More accurate and prioritised knowledge of kidney disease risk factors will lead to better disease awareness and increase chances of opportunistic screening. It is of concern that the general public underestimates the importance of blood pressure control. The most recent Global Burden of Disease Study launched by the World Bank and the World Health Organization announced that high blood pressure has shifted from the fourth to the top risk factor in terms of the global disability-adjusted life-years.10 Inability to consider hypertension as the risk factor for kidney disease implies that many subjects perceive themselves at lower risk of kidney disease, do not get screened, and have less concern for certain health behaviours. In fact, insufficient knowledge can drive the problem of antihypertensive medication non-adherence, which has recently been confirmed to confer an increased risk of end-stage renal disease. Using the Canadian health insurance databases of 185 476 patients with hypertension, among those who were in possession of their prescribed medication, more than 80% of the time had a 33% lower risk of end-stage renal disease.11 Targeting health care professionals is probably not the utmost concern, because only 3.4% of primary care physicians failed to recognise hypertension as a risk factor for chronic kidney disease according to a cross-sectional representative survey of primary care providers in the community.12 On the other hand, targeting public education to prevent asymptomatic renal disease should be explored.
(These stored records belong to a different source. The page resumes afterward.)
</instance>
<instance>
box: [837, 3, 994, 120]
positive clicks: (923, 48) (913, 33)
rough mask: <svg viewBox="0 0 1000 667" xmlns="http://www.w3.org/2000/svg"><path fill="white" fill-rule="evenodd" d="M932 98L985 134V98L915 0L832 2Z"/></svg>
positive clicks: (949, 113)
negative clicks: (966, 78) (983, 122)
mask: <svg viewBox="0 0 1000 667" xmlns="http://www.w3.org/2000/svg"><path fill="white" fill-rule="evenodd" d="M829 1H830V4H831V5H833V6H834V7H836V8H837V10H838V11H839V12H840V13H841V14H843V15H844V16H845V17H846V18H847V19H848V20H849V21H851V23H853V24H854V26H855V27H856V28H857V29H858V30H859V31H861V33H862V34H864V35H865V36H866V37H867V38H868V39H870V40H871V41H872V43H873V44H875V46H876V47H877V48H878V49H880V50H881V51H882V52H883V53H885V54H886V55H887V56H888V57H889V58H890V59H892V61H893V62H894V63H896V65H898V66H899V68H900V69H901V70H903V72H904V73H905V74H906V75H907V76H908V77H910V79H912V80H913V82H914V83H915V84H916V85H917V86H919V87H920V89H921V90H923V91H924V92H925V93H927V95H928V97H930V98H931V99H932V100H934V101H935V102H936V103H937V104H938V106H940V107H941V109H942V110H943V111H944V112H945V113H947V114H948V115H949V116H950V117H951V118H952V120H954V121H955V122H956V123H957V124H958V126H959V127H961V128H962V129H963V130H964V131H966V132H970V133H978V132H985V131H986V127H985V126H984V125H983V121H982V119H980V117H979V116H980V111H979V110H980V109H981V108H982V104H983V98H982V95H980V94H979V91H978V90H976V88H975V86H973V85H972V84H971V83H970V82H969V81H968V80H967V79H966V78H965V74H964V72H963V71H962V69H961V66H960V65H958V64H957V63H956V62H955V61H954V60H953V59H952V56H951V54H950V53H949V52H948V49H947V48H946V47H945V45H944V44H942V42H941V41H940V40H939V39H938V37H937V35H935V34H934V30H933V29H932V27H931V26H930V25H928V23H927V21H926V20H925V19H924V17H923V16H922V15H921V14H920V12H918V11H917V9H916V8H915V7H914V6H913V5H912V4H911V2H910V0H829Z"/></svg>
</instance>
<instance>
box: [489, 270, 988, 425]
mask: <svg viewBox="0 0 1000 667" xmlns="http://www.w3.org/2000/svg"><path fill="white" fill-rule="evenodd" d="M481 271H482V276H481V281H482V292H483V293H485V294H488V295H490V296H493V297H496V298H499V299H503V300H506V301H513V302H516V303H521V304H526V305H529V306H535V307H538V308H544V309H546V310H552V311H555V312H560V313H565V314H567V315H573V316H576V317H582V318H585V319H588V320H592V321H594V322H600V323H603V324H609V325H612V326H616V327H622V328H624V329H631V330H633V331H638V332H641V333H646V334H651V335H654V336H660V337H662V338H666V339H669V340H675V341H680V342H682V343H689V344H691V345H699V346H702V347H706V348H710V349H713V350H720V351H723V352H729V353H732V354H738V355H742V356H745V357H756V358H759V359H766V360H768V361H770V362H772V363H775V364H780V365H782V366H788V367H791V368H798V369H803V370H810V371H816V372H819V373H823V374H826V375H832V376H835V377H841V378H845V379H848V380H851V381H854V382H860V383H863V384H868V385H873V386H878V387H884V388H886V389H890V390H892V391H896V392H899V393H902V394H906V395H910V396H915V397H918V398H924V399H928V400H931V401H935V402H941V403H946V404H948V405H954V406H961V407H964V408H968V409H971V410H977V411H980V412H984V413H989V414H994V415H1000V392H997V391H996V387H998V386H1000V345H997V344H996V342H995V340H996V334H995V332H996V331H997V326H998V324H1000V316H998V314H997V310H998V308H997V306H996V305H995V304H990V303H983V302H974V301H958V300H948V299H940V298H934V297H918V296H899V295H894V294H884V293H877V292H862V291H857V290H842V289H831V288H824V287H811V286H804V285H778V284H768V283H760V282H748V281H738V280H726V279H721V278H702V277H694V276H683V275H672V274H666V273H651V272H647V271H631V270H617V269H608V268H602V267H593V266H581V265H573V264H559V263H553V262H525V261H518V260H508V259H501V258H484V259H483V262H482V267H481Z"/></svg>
We have previously confirmed a high frequency of abnormal blood pressure readings and subclinical urinalysis abnormalities (17.4%) in a screening programme of 1201 apparently healthy community-dwelling adults in Hong Kong.13 A successful public educational programme should therefore aim at better informing the asymptomatic nature of early chronic kidney disease, and address the risk factors such as hypertension. For this reason, the role of hypertension in kidney disease was chosen as the key message for World Kidney Day 2009.14
 
One important limitation of our survey was that individual-level data of subjects who declined the interview were missing. The fact that we could not compare the baseline characteristics of participants and those who declined raises the possibility of response bias. Response bias implies that the small percentage of subjects who responded could have differed systematically from the majority who did not answer telephone calls or cut the line before confirmation. Moreover, the sample of respondents in this residential telephone registry may not be generalised to other populations, such as those who mostly use mobile phones. Thus, requirement of a landline telephone in order to be sampled by the current random digit-dial telephone survey raised the possibility of non-coverage bias. Furthermore, our survey tool was not developed through experts in health literacy and psychometric analyses, and the questions were not field-tested and validated. We are aware of better constructed chronic kidney disease–specific knowledge survey tools in other populations with known kidney disease.15 Future research to assess kidney disease knowledge in the Chinese community should follow similar developments to improve the reliability and validity of questionnaires. In addition, the diagnosis of hypertension and chronic kidney disease in our telephone survey respondents was not validated, instead it was based entirely on self-reporting.
 
Conclusions
The general public in Hong Kong did not recognise that the kidney is both a cause and victim of hypertension. Public health education efforts that target knowledge of kidney disease risk factors may help reduce the burden of kidney disease.
 
Declaration
No conflicts of interest were declared by authors.